New York Appellate Division Reverses Summary Judgment, Reinstating Cross-Claims in Labor Law 240(1) Trench Action
New York, N.Y. (November 1, 2019) - In Demetrio v. Clune Construction Company, decided October 29, 2019, New York Partners Nicholas P. Hurzeler and Sana Suhail obtained an appellate reversal of a summary judgment ruling, reinstating cross-claims against a subcontractor in a Labor Law action, greatly assisting our settlement and trial position.
Our office represented the owner and general contractor at a construction site on Staten Island. The plaintiff fell into a trench that had been dug to install telecommunications equipment, and sustained serious personal injuries. The plaintiff alleged violations of Labor Law 240(1), 241(6), and 200. The plaintiff then moved for summary judgment and, in view of New York’s liberal standards for Labor Law 240(1), his motion was granted. However, the lower court also granted the summary judgment motion of the subcontractor who had dug the trench, thereby dismissing all cross-claims against it, including those for contractual and common law indemnification. The lower court reasoned that the general contractor alone was responsible for overall site safety, as well as the condition of the trench and adjacent railings.

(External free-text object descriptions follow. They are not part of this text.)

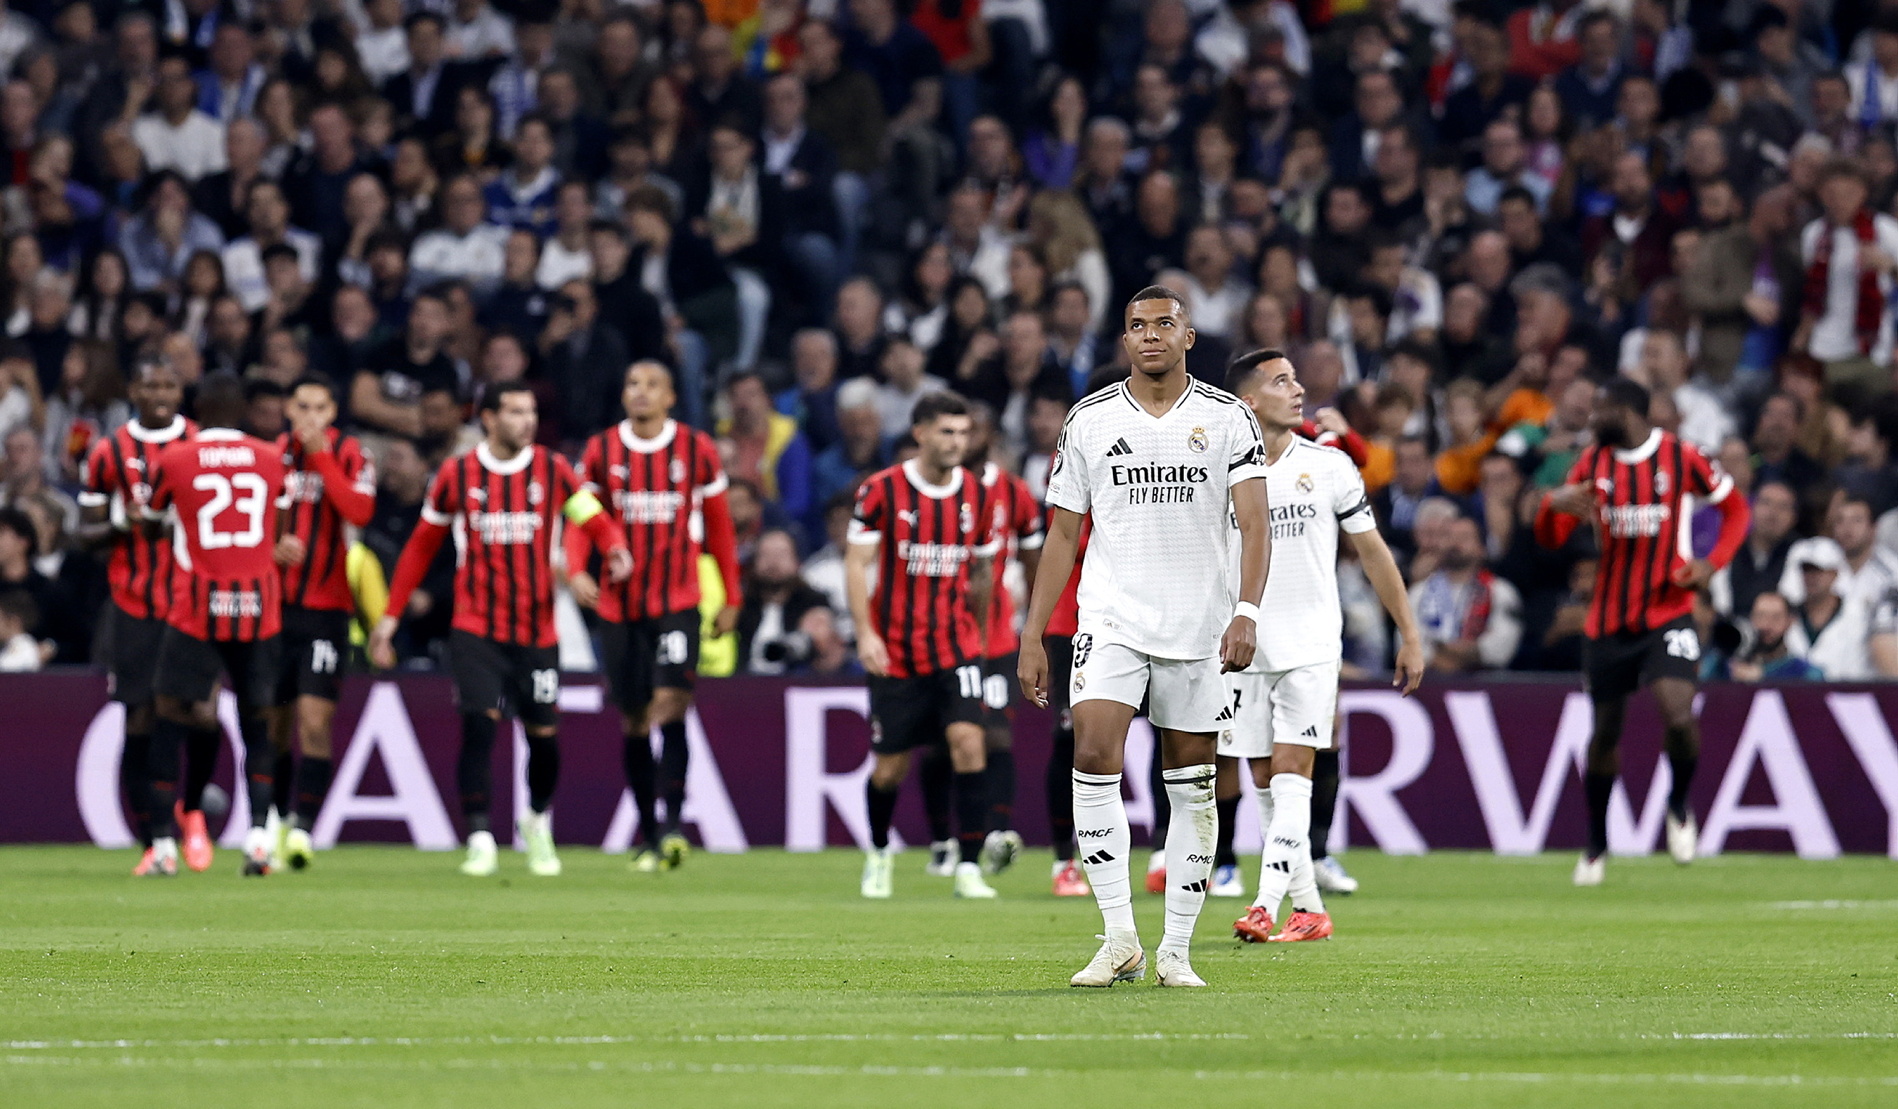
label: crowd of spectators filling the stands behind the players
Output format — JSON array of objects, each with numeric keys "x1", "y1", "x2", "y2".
[{"x1": 0, "y1": 0, "x2": 1898, "y2": 680}]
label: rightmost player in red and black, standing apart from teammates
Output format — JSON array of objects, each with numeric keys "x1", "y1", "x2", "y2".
[{"x1": 1535, "y1": 378, "x2": 1752, "y2": 885}]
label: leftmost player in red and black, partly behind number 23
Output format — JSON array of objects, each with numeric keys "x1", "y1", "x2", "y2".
[{"x1": 80, "y1": 359, "x2": 196, "y2": 877}]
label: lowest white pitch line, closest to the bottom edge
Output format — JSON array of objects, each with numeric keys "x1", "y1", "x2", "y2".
[{"x1": 0, "y1": 1054, "x2": 1898, "y2": 1088}]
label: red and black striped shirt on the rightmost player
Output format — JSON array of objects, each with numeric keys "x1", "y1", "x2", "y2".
[{"x1": 1562, "y1": 427, "x2": 1733, "y2": 638}]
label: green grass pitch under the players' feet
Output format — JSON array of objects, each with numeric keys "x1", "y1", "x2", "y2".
[{"x1": 0, "y1": 847, "x2": 1898, "y2": 1109}]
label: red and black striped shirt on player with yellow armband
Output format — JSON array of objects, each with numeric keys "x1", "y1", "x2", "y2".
[{"x1": 423, "y1": 442, "x2": 581, "y2": 648}]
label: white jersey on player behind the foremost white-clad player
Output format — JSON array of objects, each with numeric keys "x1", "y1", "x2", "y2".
[{"x1": 1232, "y1": 435, "x2": 1378, "y2": 672}]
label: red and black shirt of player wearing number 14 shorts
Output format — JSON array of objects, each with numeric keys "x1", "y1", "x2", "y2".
[{"x1": 277, "y1": 427, "x2": 376, "y2": 611}]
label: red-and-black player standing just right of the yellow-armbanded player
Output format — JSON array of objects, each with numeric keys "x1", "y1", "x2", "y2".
[{"x1": 566, "y1": 361, "x2": 742, "y2": 872}]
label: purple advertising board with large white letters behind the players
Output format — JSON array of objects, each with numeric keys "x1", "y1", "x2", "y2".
[{"x1": 0, "y1": 672, "x2": 1898, "y2": 858}]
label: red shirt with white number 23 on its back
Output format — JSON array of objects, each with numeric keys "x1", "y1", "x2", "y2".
[{"x1": 150, "y1": 427, "x2": 287, "y2": 642}]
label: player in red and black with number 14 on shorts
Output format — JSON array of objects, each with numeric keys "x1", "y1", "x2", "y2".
[{"x1": 270, "y1": 376, "x2": 376, "y2": 870}]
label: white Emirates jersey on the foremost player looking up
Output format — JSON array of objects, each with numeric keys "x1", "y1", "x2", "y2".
[{"x1": 1048, "y1": 380, "x2": 1266, "y2": 659}]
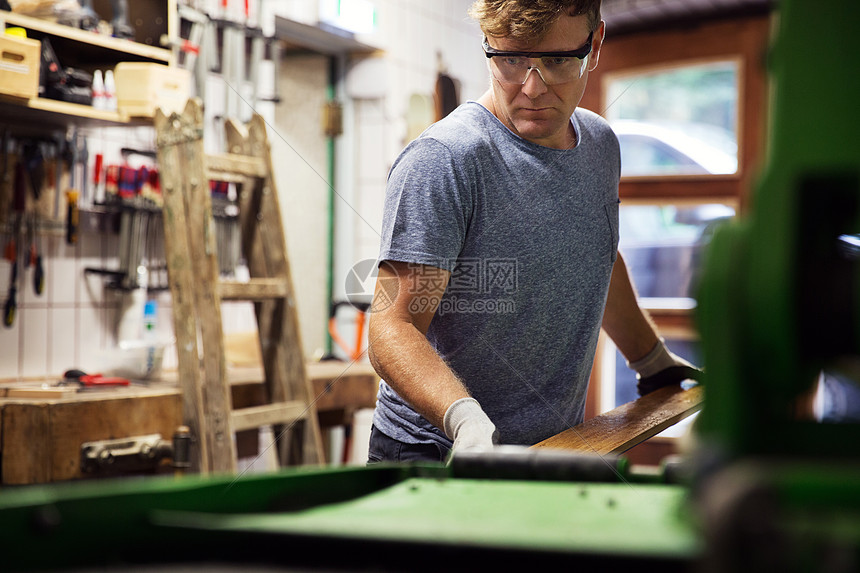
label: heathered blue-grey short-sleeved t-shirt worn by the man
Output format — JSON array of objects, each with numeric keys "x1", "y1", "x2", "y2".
[{"x1": 374, "y1": 102, "x2": 620, "y2": 447}]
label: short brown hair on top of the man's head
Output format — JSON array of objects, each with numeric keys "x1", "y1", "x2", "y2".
[{"x1": 469, "y1": 0, "x2": 601, "y2": 41}]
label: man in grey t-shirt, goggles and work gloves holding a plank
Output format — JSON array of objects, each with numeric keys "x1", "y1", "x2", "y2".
[{"x1": 368, "y1": 0, "x2": 691, "y2": 461}]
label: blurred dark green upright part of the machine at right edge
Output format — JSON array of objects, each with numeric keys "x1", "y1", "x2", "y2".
[{"x1": 693, "y1": 0, "x2": 860, "y2": 571}]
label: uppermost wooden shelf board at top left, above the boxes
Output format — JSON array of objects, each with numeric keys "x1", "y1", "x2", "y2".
[{"x1": 0, "y1": 11, "x2": 173, "y2": 65}]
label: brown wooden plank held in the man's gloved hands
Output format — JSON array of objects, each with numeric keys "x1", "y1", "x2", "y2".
[{"x1": 532, "y1": 386, "x2": 704, "y2": 455}]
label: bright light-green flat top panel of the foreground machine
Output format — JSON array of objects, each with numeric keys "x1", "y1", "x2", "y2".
[{"x1": 151, "y1": 478, "x2": 698, "y2": 559}]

On appeal, we argued that the evidence as to how the trench was constructed raised triable issues of fact as to the liability of the subcontractor under contractual and common-law indemnification principles. New York’s Appellate Division, First Department, agreed and modified the lower court’s decision by reinstating the cross-claims against the subcontractor. Prior to this decision, the subcontractor had naturally taken a no-pay position with respect to all settlement negotiations. Having the co-defendant back in the case greatly assists our position going forward with respect to both mediation and trial.
The key to this result was focusing the argument on the cross-claims against the subcontractor. Although there were good arguments supporting the reversal of summary judgment on the Labor Law 240(1) claim, and those issues were fully briefed, the venue strongly disfavors such a result. Accordingly, at oral argument we focused on the cross-claims, allowing us to obtain the best possible result for our client and reduce the overall exposure. In contrast, a strong focus on the plaintiff’s claim alone could have distracted the court from the cross-claims and resulted in a complete affirmance, thereby leaving the co-defendant out of the case.